4. mesmo afastada a punibilidade pelo crime de emissão de cheque sem provisão, resta a punição pelo crime de burla, pois o ofendido B… fez uma disposição patrimonial que de outro modo não faria, convencido pelo arguido C… de uma falsa aparência de realidade — a boa cobrança do cheque, incorrendo assim na prática do crime de burla pelo qual vinha acusado;
5. assim, rejeitar a acusação pública com os fundamentos que os factos ali descritos mantinham uma relação de especialidade com o crime de burla, não verificados que estavam os requisitos para o crime de emissão de cheque sem provisão, e, mesmo que assim não se entendesse, que não configuravam a prática de qualquer crime, designadamente o de burla, constitui uma violação dos artigos 217°/1 C Penal, e 311°/1 C P Penal.

I. 3. Na 1.ª instância não foi apresentada qualquer resposta.

II. Subidos os autos a este Tribunal, pronunciou-se o Representante do MP no sentido de o recurso não merecer provimento, pois que sendo certo que se não verifica, desde logo, o crime de emissão de cheque sem provisão - uma vez que o cheque foi post-datado e não foi sequer apresentado e, por isso não se verificou a sua falta de pagamento - da mesma forma também entende, por esta derradeira razão, que se não verifica o crime de burla, faltando o elemento prejuízo patrimonial (ou mesmo que o ofendido foi pelo arguido ludibriado) e porque a própria acusação refere que o cheque foi entregue para garantia do empréstimo que o ofendido concedeu ao arguido, valendo então, não como meio de pagamento, mas sim e, tão só, como documento particular de divida, assentando, de resto, a acusação numa hipótese – de que o cheque não podia ser pago porque não era valido – conforme informação dada ao ofendido, quando intentou deposita-lo.

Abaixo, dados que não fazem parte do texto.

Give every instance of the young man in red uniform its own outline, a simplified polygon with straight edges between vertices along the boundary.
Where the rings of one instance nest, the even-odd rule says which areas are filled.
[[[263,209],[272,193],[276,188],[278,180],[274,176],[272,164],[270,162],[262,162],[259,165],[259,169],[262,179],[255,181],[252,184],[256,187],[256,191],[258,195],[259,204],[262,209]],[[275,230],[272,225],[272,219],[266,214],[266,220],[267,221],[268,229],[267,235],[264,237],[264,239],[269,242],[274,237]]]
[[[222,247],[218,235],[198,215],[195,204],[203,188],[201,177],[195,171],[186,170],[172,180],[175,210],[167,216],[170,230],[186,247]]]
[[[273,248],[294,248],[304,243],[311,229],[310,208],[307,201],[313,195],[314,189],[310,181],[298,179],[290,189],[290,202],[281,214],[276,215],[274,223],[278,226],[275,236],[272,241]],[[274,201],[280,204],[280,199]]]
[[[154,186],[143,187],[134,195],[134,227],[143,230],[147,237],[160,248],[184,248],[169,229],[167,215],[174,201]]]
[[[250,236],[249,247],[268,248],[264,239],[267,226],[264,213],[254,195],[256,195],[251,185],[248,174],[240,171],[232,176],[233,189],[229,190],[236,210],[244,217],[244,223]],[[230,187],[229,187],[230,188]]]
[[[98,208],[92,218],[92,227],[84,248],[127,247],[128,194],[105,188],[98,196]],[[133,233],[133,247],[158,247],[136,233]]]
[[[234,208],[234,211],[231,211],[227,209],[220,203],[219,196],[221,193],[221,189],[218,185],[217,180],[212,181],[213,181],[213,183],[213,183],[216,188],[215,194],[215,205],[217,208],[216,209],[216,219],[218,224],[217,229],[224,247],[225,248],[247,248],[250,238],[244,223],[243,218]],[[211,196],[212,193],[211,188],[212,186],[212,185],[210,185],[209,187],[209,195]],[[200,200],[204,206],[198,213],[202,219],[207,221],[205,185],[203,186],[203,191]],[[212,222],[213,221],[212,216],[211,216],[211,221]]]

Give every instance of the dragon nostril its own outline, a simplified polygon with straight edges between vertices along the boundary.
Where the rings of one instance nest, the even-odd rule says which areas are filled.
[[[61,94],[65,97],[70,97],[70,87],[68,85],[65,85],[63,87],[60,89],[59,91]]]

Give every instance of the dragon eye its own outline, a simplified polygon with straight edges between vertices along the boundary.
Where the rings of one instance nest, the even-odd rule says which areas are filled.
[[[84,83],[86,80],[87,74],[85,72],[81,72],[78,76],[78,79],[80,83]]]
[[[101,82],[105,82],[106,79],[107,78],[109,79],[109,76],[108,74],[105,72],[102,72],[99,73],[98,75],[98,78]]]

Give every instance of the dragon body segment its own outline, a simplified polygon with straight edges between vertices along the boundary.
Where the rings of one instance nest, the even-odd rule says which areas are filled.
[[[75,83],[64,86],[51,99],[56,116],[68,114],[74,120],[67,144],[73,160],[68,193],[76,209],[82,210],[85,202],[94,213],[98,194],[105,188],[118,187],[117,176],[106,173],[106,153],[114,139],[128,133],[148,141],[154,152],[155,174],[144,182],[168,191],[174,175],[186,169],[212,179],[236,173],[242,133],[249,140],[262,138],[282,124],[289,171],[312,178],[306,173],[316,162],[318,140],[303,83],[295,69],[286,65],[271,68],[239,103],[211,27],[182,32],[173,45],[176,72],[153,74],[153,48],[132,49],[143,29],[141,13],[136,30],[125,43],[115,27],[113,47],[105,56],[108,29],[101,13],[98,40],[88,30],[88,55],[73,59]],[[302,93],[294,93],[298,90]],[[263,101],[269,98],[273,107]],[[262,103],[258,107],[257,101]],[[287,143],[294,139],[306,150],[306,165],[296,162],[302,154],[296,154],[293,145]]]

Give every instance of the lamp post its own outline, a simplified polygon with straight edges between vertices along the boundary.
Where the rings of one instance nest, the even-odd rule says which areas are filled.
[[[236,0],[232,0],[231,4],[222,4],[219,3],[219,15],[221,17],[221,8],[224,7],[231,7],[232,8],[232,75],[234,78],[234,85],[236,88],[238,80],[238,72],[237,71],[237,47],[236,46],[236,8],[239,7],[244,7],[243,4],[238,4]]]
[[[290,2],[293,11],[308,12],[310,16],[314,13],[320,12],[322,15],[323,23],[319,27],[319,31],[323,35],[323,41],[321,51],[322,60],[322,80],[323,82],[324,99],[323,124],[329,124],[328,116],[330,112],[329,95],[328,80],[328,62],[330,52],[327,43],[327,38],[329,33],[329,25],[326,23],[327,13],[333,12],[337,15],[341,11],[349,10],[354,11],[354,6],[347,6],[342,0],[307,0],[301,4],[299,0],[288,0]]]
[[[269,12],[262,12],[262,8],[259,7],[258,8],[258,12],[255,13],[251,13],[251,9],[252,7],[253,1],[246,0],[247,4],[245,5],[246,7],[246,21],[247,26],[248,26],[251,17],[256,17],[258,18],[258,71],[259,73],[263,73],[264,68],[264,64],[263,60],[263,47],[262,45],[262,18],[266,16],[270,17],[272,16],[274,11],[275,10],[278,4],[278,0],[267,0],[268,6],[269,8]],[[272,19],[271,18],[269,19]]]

No cumprimento do estatuído no artigo 417º/2 C P Penal, nada foi acrescentado.

Teve lugar o exame preliminar, onde se decidiu nada obstar ao conhecimento do recurso.

Seguiram-se os vistos legais.

Foram os autos submetidos à conferência.

Cumpre agora apreciar e decidir.

III. Fundamentação

III. 1. Como é por todos consabido, são as conclusões, resumo das razões do pedido, extraídas pelo recorrente, a partir da sua motivação, que define e delimita o objecto do recurso, artigo 412º/1 C P Penal.
No caso presente, de harmonia com as conclusões apresentadas, suscita o recorrente para apreciação, tão só, a questão de saber se os factos descritos na acusação são susceptíveis de integrar o tipo legal de burla.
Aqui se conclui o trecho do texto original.